Discariche abusive. La provocazione dei Grilli: 'Se non c'è bonifica lasciamo i rifiuti a Palazzo Gentile'

Il movimento chiede azioni forti per risolvere la piaga ambientale

Il Comune non bonificherà i siti inquinati? I grilli lasceranno i sacchetti pieni di rifiuti davanti a Palazzo Gentile. È la provocazione lanciata dal movimento bitontino che si ispira alle idee del Movimento Cinque Stelle per spronare l'Amministrazione ad affrontare la questione delle discariche abusive a cielo aperto nelle campagne.

"L'incuria, l'inciviltà e il lassismo da un lato e la mancata azione di controllo e repressione dall'altra, han fatto si che tale piaga sfigurasse il volto di Bitonto" scrivono i Grilli, "nonostante le tante iniziative di associazioni ambientaliste e non, che dimostrano forte sensibilità sull'argomento".

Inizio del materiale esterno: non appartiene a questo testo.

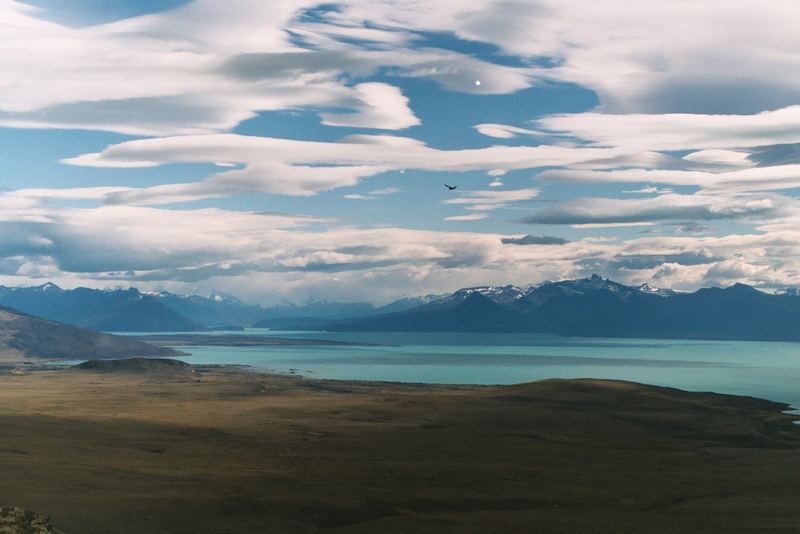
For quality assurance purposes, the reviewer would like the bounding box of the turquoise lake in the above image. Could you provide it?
[123,329,800,407]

Zona artigianale, campagne, il varco di collegamento tra via Modugno e la Sp231, il prolungamento di via Pietro Nenni. Tanti sono gli esempi di zone interessate dal fenomeno dello scarico abusivo. "Vista la comunità di intenti e la volontà di partecipazione diretta da parte di associazioni e cittadini sensibili alla problematica - esortano - sarebbe auspicabile porre in essere interventi programmati, coordinati dall'Amministrazione Comunale in concerto con l'ASV". Nonostante "l'onere di mantenimento del paesaggio in uno stato decoroso e di esercitare un controllo più incisivo" spetti agli organi di governo.

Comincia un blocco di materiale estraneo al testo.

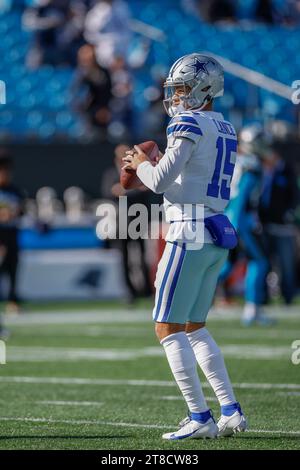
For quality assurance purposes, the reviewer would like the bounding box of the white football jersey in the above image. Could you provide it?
[137,111,237,241]
[164,111,237,215]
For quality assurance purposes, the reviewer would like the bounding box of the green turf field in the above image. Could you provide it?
[0,304,300,450]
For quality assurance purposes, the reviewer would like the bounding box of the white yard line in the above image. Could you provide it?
[159,395,218,402]
[5,306,300,325]
[0,416,300,438]
[0,376,300,390]
[35,400,104,406]
[3,344,292,363]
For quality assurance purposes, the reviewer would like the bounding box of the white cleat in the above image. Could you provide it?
[217,410,248,437]
[162,418,218,441]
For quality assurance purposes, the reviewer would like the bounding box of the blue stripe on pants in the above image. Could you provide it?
[162,243,186,322]
[154,242,177,320]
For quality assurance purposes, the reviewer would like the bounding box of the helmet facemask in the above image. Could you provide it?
[163,80,212,117]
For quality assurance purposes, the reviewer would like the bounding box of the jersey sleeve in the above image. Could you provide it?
[167,113,203,143]
[136,139,194,193]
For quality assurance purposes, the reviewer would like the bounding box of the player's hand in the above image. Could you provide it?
[122,145,151,171]
[111,183,126,197]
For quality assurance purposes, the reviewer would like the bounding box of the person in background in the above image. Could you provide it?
[221,125,272,326]
[198,0,236,23]
[259,143,299,305]
[72,44,112,137]
[57,0,86,67]
[102,144,152,303]
[22,0,69,69]
[84,0,132,68]
[0,150,23,312]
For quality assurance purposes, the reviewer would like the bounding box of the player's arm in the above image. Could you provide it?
[123,137,195,193]
[137,137,195,193]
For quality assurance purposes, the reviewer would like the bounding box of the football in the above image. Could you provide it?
[120,140,159,189]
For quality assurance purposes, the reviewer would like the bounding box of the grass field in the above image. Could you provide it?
[0,304,300,450]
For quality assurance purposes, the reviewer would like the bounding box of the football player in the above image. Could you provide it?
[124,53,247,440]
[226,124,273,326]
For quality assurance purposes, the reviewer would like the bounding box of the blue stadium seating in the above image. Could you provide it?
[0,0,300,139]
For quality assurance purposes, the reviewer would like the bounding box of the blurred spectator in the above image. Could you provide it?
[255,0,274,24]
[57,0,86,67]
[141,76,169,139]
[260,145,299,304]
[72,44,112,136]
[23,0,69,68]
[101,144,152,302]
[199,0,236,23]
[109,56,132,141]
[84,0,131,67]
[0,151,23,311]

Da qui la provocazione. "Qualora si dovesse nuovamente rivelare assordante il silenzio delle istituzioni locali, procederemo di nostra iniziativa alla bonifica di alcune zone interessate dallo scarico abusivo" Di più: "riponendo come semplice atto dimostrativo, i sacchetti ripieni di rifiuti davanti al portone di accesso a Palazzo Gentile".

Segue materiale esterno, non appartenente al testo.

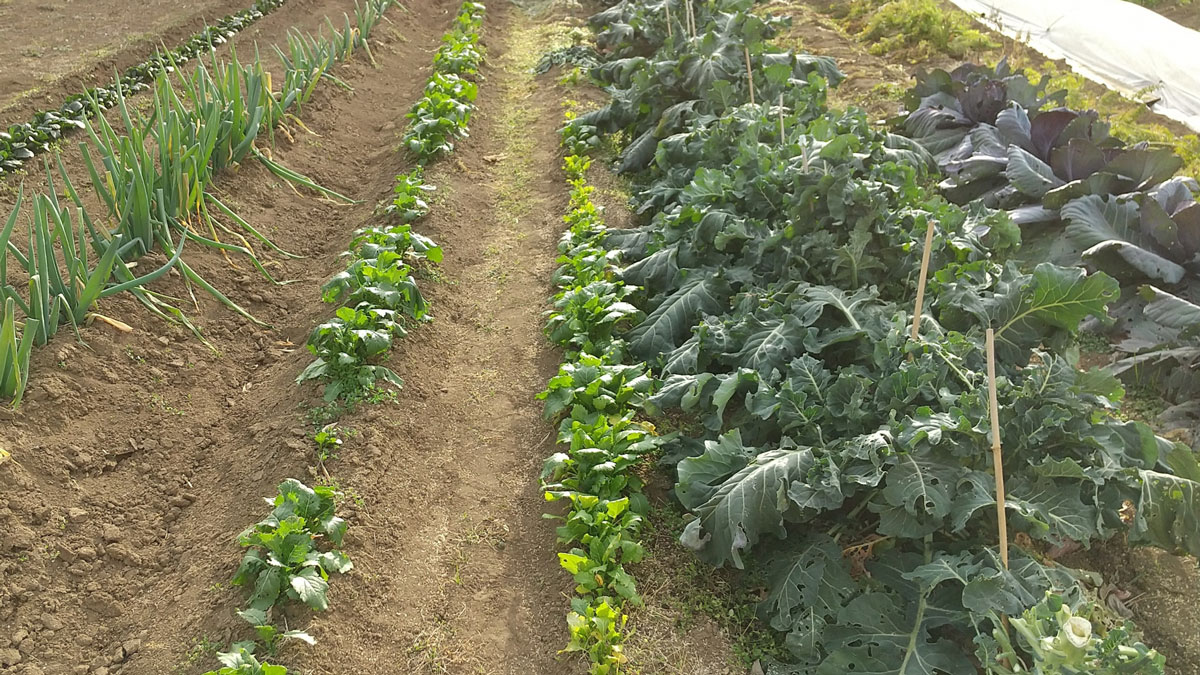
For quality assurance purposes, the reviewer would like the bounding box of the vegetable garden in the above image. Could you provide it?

"Ci preghiamo di sottoporre all'attenzione del governo - suggeriscono i grillini - la strategia Rifiuti Zero, attualmente il modo più veloce ed economico attraverso cui soprattutto i governi locali possono contribuire alla riduzione dei cambiamenti climatici, alla protezione della salute, alla creazione di posti di lavoro verdi e alla promozione della sostenibilità".